Seychellois Grace Barbé and band win music award in Australia
Seychelles Grace Barbé accepting the prize for 'Best World Act' at this year’s West Australian Music Award ceremony in Perth earlier in November. (Grace Barbé)
(Seychelles News Agency) - Grace Barbé, a Seychellois artist living in Australia, says she feels proud to be recognized and rewarded for creating music that tells stories of her roots and culture.
Barbé clinched the prize for 'Best World Act' at this year’s West Australian Music Award ceremony held in Perth earlier in November.
Speaking to SNA in an email interview this week, Barbé said that the award means a lot as her career is not only about representing original and contemporary music, but also the Creole music and culture.
“There is a sense of pride that comes with being recognized, acknowledged and awarded for music that tell stories of your roots and culture. Music that captivates rhythms of the islands. Music that is not only sang in English, but also in Creole and French. I would not have created what I am creating now without that sense of culture, community and purpose,” she told SNA.
It’s the seventh 'Best World Act' prize won by Barbé and her band, alongside two ‘Song of the Year’ award, presented by the West Australian Music, during the course of her music career.
The nomination process for the award has a high threshold. A nominee must impress judges in the categories of originality, active performance, branding, touring, marketing and publicity, song writing, recordings, musicianship, and popularity.
West Australian Music is a body that aims to support, nurture and grow all forms of contemporary music helping artists to be recognized in Australia, as well as internationally. Having a number of awards in place is one of the ways it helps artists to get ahead.
Grace Barbé, who was born on Mahe, the Seychelles main island, moved permanently to Australia at the age of 16 where she started off performing for the Seychellois community living in Perth. Her mother and veteran musician Perley Hoareau known as ‘Ton Per’ -- one of the founding and original members of the Seychelles 60s band Le Boys -- are the two persons she describes as her mentors.
Barbé’s most active years on the music scene spans over the last decade, together with her trio-band called Grace Barbé Afro-Kreol, comprising of herself playing the bass guitar, Jamie Searle playing the guitar and her sister, Joelle Barbé on the drums. Together they have developed what she calls their own unique sound -- ‘Afro-Kreol.’

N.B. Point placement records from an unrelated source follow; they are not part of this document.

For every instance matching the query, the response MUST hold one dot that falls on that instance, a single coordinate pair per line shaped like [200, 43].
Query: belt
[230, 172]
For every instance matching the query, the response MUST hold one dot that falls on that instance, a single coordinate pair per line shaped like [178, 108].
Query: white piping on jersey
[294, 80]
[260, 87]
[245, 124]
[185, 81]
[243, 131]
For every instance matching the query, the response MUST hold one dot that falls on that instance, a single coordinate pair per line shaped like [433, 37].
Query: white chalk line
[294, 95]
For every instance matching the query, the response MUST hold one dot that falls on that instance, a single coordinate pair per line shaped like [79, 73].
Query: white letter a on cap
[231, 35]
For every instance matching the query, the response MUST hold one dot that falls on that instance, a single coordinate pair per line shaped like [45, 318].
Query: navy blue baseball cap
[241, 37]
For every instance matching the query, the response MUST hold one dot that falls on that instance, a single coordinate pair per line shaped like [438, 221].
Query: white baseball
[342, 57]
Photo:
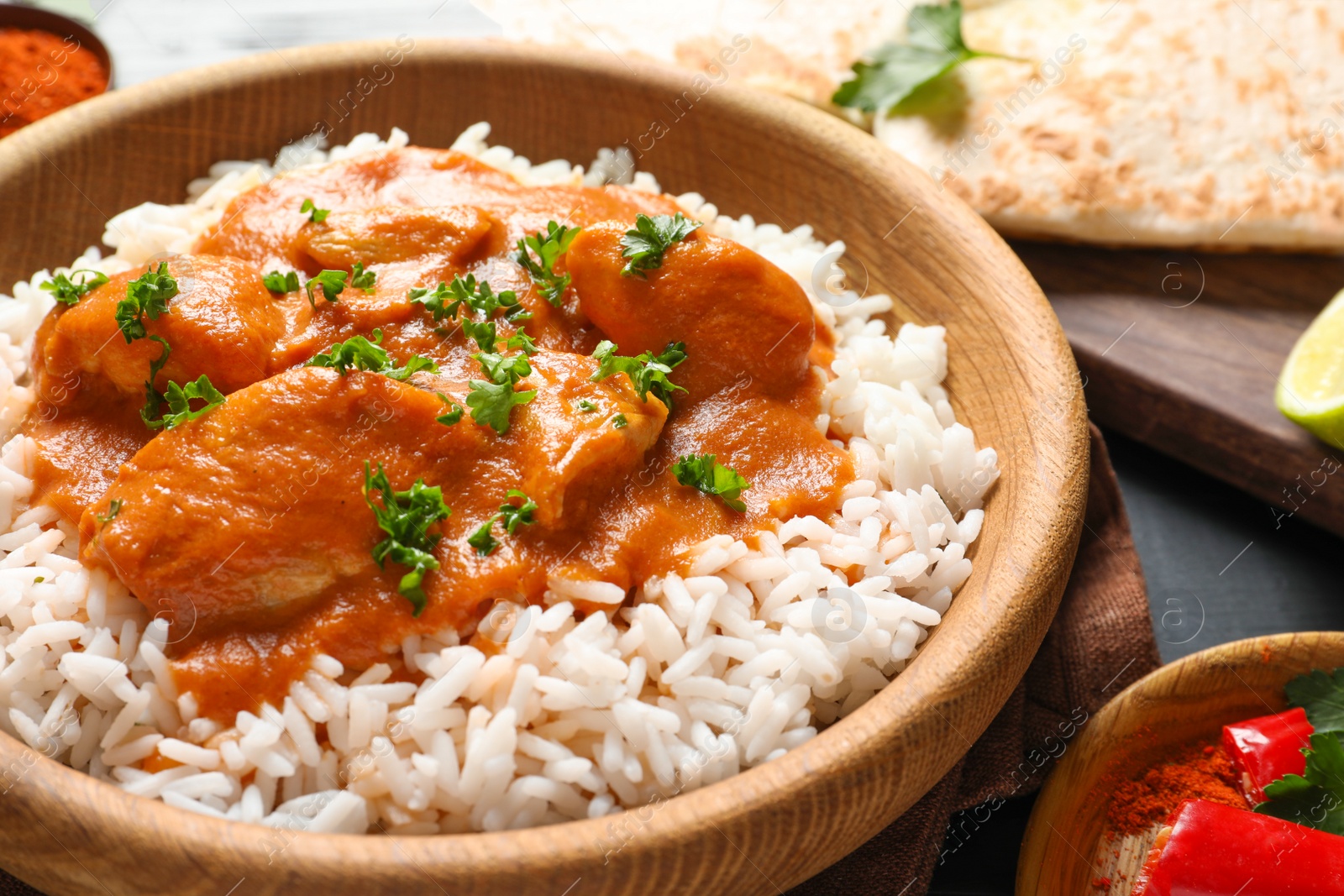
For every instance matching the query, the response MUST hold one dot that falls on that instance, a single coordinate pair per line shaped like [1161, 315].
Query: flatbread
[1160, 123]
[1140, 123]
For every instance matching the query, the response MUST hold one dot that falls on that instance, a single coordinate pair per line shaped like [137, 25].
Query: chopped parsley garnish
[360, 355]
[67, 291]
[179, 403]
[407, 516]
[548, 246]
[454, 414]
[154, 398]
[711, 477]
[279, 282]
[647, 371]
[483, 333]
[333, 284]
[315, 214]
[1316, 797]
[113, 510]
[447, 300]
[651, 237]
[512, 516]
[360, 278]
[522, 342]
[147, 296]
[900, 78]
[1321, 694]
[494, 401]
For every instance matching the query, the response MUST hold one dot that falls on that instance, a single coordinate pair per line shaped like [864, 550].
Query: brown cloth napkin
[1101, 641]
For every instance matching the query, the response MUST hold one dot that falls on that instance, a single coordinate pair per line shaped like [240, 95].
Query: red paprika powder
[1198, 772]
[42, 73]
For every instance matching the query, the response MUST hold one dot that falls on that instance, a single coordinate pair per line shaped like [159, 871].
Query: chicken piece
[222, 322]
[252, 513]
[393, 234]
[575, 456]
[741, 317]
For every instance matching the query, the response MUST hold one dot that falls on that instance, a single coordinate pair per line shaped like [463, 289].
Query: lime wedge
[1310, 387]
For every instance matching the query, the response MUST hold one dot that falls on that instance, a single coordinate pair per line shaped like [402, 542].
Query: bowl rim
[1163, 684]
[691, 815]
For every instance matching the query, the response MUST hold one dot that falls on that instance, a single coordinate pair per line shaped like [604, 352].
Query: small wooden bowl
[1182, 703]
[1012, 378]
[35, 19]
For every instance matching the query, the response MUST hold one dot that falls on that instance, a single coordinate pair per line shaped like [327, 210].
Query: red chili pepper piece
[1209, 849]
[1267, 748]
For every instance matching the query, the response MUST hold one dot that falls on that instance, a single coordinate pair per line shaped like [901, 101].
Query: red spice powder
[40, 74]
[1198, 772]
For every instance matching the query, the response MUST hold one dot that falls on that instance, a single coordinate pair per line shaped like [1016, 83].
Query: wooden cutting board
[1182, 352]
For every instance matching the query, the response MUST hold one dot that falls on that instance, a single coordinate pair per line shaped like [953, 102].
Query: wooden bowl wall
[1011, 375]
[1182, 703]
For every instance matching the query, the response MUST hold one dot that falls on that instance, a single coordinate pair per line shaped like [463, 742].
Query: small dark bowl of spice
[47, 62]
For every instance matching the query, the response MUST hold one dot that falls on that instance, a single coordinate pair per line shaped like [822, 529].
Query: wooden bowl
[35, 19]
[1011, 374]
[1182, 703]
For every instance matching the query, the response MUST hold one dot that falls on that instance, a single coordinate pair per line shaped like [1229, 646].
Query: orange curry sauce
[248, 530]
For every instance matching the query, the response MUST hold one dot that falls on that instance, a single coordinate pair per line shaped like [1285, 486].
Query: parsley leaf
[512, 516]
[154, 398]
[279, 282]
[333, 284]
[504, 369]
[522, 342]
[454, 414]
[549, 246]
[360, 278]
[67, 291]
[179, 402]
[494, 401]
[315, 214]
[1321, 694]
[436, 301]
[113, 510]
[491, 403]
[648, 372]
[1316, 797]
[898, 76]
[407, 516]
[147, 296]
[447, 300]
[711, 477]
[651, 237]
[483, 333]
[360, 354]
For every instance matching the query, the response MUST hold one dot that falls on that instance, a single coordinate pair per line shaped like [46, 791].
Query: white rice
[705, 676]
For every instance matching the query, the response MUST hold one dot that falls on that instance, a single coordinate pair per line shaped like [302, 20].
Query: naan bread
[1163, 123]
[1140, 123]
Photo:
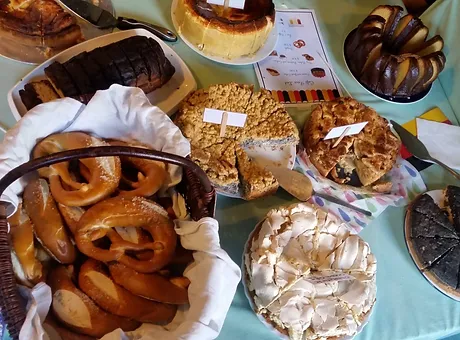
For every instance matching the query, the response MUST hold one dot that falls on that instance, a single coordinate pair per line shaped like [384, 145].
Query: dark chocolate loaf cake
[135, 61]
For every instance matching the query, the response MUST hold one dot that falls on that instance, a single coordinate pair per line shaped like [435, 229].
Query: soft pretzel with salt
[77, 311]
[104, 172]
[151, 286]
[101, 219]
[29, 269]
[49, 227]
[151, 175]
[95, 281]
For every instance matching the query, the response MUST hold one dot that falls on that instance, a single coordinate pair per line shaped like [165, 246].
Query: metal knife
[104, 19]
[299, 186]
[418, 149]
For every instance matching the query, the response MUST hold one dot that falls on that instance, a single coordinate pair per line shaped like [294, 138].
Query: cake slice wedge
[452, 203]
[429, 250]
[424, 226]
[426, 206]
[447, 267]
[256, 182]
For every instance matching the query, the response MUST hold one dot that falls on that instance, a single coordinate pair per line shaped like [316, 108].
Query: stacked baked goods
[38, 23]
[433, 235]
[359, 160]
[96, 233]
[135, 61]
[223, 158]
[389, 53]
[226, 32]
[308, 276]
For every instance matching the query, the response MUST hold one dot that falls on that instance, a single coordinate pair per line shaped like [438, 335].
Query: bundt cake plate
[179, 20]
[402, 100]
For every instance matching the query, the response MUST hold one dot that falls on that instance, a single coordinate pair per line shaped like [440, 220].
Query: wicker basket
[195, 186]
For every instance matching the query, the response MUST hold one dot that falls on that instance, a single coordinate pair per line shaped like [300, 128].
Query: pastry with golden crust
[223, 158]
[39, 23]
[370, 154]
[229, 33]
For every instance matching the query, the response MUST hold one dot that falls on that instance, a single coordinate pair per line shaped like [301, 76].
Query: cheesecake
[225, 32]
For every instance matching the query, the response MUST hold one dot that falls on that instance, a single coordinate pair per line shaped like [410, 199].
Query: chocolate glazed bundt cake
[389, 53]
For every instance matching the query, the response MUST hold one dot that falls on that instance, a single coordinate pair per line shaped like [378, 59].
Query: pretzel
[105, 171]
[71, 216]
[150, 286]
[101, 218]
[27, 267]
[48, 224]
[77, 311]
[150, 177]
[95, 281]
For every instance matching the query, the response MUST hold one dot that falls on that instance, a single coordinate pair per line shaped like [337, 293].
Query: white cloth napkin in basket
[126, 114]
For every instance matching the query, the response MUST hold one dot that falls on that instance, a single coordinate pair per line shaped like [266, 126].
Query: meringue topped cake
[308, 275]
[226, 32]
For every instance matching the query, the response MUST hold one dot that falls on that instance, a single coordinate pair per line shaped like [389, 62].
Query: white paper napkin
[442, 141]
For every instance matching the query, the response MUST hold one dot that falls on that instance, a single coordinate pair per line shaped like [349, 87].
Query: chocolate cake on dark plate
[433, 238]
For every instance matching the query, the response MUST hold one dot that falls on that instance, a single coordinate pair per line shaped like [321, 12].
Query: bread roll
[48, 224]
[77, 311]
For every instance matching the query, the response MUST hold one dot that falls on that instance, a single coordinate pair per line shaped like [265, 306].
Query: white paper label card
[333, 277]
[233, 118]
[239, 4]
[353, 129]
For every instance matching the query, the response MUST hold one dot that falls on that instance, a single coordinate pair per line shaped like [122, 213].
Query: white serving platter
[167, 98]
[261, 54]
[280, 156]
[438, 198]
[14, 50]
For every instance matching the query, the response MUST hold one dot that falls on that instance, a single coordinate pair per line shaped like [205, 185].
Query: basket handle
[13, 311]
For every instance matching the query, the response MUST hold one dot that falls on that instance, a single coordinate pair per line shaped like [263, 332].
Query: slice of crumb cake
[255, 181]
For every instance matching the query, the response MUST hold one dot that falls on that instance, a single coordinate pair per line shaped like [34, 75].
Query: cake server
[299, 186]
[418, 149]
[104, 19]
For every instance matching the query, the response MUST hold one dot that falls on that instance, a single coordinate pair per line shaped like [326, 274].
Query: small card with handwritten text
[295, 72]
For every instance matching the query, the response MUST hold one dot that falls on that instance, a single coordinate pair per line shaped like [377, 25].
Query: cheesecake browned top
[36, 19]
[252, 18]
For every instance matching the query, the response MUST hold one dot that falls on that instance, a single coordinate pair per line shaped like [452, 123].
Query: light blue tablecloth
[407, 307]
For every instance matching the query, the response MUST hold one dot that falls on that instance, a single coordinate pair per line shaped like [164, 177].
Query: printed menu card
[297, 70]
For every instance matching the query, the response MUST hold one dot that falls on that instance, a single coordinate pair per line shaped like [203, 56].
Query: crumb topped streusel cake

“In a way, I see myself and my band have created a platform in promoting music and culture of the Indian Ocean island region- Seychelles, Mauritius, Rodrigues, La Reunion, Mayotte and Madagascar, while also developing our own sound,” she told SNA.

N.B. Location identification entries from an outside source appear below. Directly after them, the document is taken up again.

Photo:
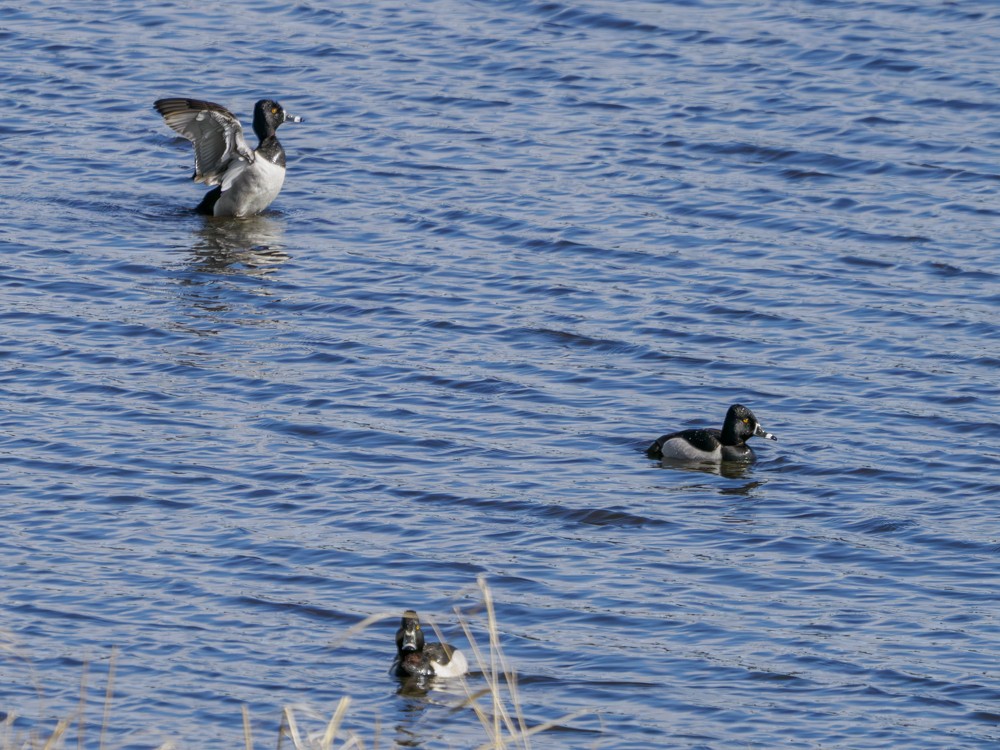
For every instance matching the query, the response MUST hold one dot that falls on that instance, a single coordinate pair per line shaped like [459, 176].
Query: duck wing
[215, 132]
[706, 440]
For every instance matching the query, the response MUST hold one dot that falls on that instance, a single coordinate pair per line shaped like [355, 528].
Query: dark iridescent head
[741, 425]
[268, 115]
[410, 636]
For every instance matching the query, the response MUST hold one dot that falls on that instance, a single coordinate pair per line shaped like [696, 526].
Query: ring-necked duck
[246, 181]
[414, 658]
[709, 444]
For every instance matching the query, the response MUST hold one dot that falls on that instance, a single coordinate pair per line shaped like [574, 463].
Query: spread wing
[215, 132]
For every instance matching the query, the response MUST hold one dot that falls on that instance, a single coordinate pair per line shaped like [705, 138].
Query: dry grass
[497, 706]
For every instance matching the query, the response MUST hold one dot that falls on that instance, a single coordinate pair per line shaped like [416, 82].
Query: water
[518, 241]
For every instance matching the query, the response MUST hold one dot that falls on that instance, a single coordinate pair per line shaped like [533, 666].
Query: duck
[416, 658]
[246, 182]
[710, 444]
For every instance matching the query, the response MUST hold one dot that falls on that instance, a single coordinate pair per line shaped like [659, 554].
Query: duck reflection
[251, 246]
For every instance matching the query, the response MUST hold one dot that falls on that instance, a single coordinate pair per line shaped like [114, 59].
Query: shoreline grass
[501, 714]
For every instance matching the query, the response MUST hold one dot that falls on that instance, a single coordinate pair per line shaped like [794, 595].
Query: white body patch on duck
[246, 181]
[711, 445]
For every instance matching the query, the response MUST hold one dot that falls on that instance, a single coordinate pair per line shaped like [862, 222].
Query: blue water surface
[518, 241]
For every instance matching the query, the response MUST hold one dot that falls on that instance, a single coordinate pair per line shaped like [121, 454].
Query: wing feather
[215, 132]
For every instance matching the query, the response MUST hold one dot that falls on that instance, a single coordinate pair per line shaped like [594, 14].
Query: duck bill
[761, 432]
[409, 642]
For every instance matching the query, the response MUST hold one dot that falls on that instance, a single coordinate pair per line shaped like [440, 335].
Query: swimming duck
[709, 444]
[414, 658]
[246, 181]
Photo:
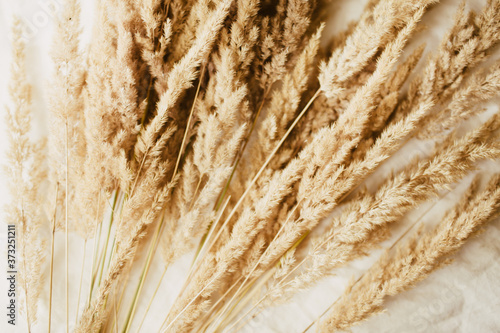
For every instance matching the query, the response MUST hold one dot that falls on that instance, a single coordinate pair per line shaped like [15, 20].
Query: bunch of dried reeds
[207, 127]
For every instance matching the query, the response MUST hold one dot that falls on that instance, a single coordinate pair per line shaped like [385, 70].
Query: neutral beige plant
[230, 131]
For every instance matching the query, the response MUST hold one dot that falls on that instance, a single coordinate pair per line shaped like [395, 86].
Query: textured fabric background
[461, 297]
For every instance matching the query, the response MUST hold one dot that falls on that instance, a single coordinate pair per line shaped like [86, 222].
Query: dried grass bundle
[229, 129]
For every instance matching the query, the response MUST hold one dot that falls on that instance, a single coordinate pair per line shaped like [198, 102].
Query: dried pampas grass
[238, 134]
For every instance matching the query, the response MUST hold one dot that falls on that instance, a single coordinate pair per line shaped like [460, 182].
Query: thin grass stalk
[52, 241]
[152, 298]
[133, 307]
[25, 286]
[105, 249]
[67, 226]
[81, 279]
[97, 239]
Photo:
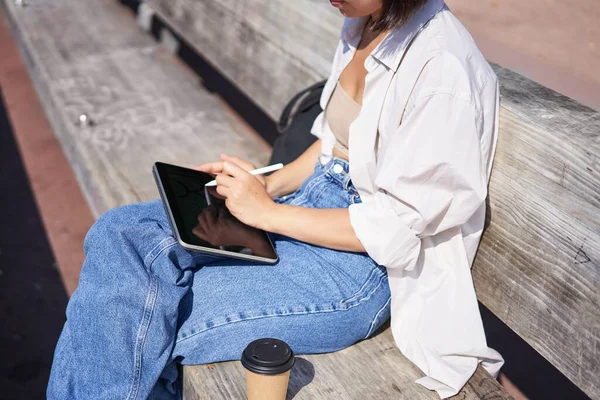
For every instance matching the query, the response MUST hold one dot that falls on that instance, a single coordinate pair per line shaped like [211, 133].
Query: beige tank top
[340, 112]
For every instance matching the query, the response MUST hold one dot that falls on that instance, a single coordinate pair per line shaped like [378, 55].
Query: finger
[213, 192]
[239, 161]
[223, 191]
[212, 167]
[231, 168]
[225, 180]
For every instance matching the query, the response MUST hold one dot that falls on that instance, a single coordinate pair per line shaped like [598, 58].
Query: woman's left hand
[246, 197]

“Music from the Indian Ocean islands need to be pushed, promoted and supported a lot more on a global scale, but it requires the right team of people, the right artists, the right materials/product and the enough resources for support. It's not easy but it is not impossible.”

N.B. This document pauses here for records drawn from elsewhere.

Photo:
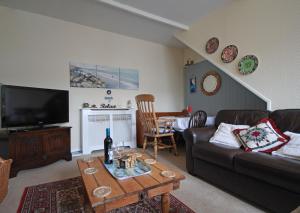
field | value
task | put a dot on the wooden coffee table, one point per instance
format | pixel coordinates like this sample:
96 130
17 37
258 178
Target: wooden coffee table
128 191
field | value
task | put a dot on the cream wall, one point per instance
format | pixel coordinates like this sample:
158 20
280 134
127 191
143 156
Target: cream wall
189 54
35 51
270 29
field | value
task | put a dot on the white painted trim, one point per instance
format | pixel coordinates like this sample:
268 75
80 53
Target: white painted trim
267 100
145 14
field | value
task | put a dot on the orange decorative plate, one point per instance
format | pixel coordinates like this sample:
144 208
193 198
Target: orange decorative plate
229 53
212 45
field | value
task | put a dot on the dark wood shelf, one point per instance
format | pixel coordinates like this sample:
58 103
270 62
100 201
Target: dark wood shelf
35 148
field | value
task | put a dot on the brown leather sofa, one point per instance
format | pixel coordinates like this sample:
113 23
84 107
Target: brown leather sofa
271 182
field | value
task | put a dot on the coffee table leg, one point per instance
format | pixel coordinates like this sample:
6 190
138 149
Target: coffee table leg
165 202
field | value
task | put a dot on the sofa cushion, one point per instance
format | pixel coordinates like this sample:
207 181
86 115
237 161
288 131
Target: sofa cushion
218 154
287 119
263 137
224 135
271 169
241 117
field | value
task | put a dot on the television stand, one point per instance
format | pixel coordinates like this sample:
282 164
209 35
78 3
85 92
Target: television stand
35 148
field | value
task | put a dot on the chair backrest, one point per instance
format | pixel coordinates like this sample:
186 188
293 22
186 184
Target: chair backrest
145 105
198 119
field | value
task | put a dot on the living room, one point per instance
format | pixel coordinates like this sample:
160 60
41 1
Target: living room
41 40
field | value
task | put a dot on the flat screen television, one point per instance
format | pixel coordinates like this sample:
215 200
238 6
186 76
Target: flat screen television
27 106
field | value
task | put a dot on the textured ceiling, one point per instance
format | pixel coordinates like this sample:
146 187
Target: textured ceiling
102 16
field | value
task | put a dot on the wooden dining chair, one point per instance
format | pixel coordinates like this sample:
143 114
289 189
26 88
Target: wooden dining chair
154 128
4 176
198 119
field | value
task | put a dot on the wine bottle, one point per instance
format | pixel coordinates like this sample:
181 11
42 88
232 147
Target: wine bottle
108 148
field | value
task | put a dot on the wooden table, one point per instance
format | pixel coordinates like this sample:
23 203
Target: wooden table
128 191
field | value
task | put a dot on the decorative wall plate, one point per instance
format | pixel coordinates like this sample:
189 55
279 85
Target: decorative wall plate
212 45
229 53
248 64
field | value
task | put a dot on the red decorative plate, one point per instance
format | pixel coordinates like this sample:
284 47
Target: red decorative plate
212 45
229 53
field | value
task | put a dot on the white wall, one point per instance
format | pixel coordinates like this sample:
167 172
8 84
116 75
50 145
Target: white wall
189 54
269 29
36 50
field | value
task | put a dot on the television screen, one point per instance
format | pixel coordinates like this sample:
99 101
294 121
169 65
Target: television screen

|Grace Barbé who has developed what she calls their own unique sound -- ‘Afro-Kreol’ moved to Australia with her mother and siblings at the age of 16. (Grace Barbé) Photo License: All Rights Reserved|
Barbé, 36, is currently based in Fremantle, Western Australia where she is also a music and vocal teacher at schools, aside of her frequent performances for Australian audiences.
The Seychellois born artist also conducts dance workshops where she is constantly referencing the use of the word ‘coconuts’, telling her students not to be afraid to shake their beautiful ‘coconuts’ (their buttocks!) while she shows them how to dance the tinge, moutya and sega – some of Seychelles’ traditional music.
Barbé released her debut Album Kreol Daughter in 2008 followed by a second one -- ‘Welele’ -- in 2013.
One of her upcoming project is the worldwide release of her first vinyl record this coming Saturday November 19, which will be a remix of a track -- Afro-Sega -- from her ‘Welele’ album by Tony Allen – a well-known Nigerian drummer, who lives in Paris.
“Tony Allen was invited to perform at the prestigious Perth International Arts Festival a few years back and we opened for him. He expressed an interest in remixing one of our tracks. With Afro-Sega, he completely re-recorded the song with his band in Paris, retaining only my vocals from the original recording,” said Barbé.
In the meantime Barbé and band are also slowly working on finishing their next album.
“We like the idea of taking our time between albums and projects, and to do it properly. There is no real rush. It is important to get the music out but the process has to be enjoyable and the timing and product have to be right,” she concludes.